È su questa sezione ritmica quasi arrogante che le tastiere e il sax abbozzano appena, in modo quasi impressionistico, delle brevi frasi, come delle leggere pennellate atte a completare una tela dai contorni ben scanditi. La forma romanza del pezzo è quindi chiusa da un atteso ritorno del primo tema, stavolta con un finale dal retrogusto trionfale affidato al sax. Un diamante di notevole fattura confezionato da quattro musicisti che dimostrano di non avere nulla da invidiare tecnicamente a Jon Anderson, Steve Howe e soci. E il valore dei nostri olandesi è dimostrato ancora più ampiamente in un brano come "Whirligig", con i suoi continui stop-and-go strumentali, i complessi temi scanditi all'unisono da synth e sax, gli stacchi armonicamente ostici, volutamente lasciati in sospeso e volutamente dissonanti, e soprattutto le ritmiche sofisticate e serrate seguite in modo impeccabile da un gruppo di musicisti che si prende tutto lo spazio necessario per dimostrare la propria intelligenza musicale e le proprie doti. Ancora una volta, senza mai cadere in scale vorticose e sconclusionate, e senza mai abbandonarsi a tecnicismi fini a se stessi, indiscussi sintomi di mancanza di creatività comuni a tanti altri gruppi.

Perché quindi manca la quinta stellina a questo disco che ho tanto osannato allora? Il motivo è semplice. Si tratta di un disco strumentalmente perfetto, ma talvolta a rovinare un lavoro di fattura tanto pregevole arriva la voce di Frankie Fish, accompagnata dai coretti tanto in stile Yes degli altri componenti. I coretti in stile Yes è meglio lasciarli agli Yes di Fragile e Close To The Edge, perché al di fuori del loro contesto naturale appaiono solo smaccatamente pop e rischiano di rovinare l'eccellente lavoro strumentale del gruppo. E forse in questa virata pop del gruppo in alcuni brani (sfacciatissima in un brano come "A Song For You", rilasciato come singolo in Europa, dove sembra di sentire un Anderson innamorato canticchiare una ballata sdolcinata da 3 minuti alla sua donna, con tanto di coretti di sottofondo) ha la sua responsabilità la Rocket Records stessa, influenzata nelle scelte dall'impostazione easy-listening tipica di Sir Elton John.

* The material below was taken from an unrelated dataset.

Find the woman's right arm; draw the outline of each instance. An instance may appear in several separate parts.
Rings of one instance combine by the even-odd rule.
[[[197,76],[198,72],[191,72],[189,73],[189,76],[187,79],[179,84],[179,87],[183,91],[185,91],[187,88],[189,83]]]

Il piattume vocale presente in alcuni brani, unito alla ricerca a tutti i costi della melodia di facile memorizzazione in brani come "Last Detail", o la già citata "A Song For You", sono piccoli nei in un lavoro raffinatissimo che avrebbe potuto essere una pietra miliare irraggiungibile di un'epoca al pari di un Trilogy o di un Foxtrot, se solo avesse dato piede libero alle prodezze strumentali dei musicisti senza forzare inutilmente la mano sull'aspetto melodico più "catchy".

Tutto sommato è un disco che ogni appassionato di musica prog, fusion e/o jazz-rock dovrebbe avere nella propria collezione. Pretesa un po' difficile da soddisfare, trattandosi di un disco introvabile al pari di un'araba fenice al giorno d'oggi. Ma un appassionato del genere non può assolutamente snobbare autentici gioielli come "Chappaqua" o "Whirligig".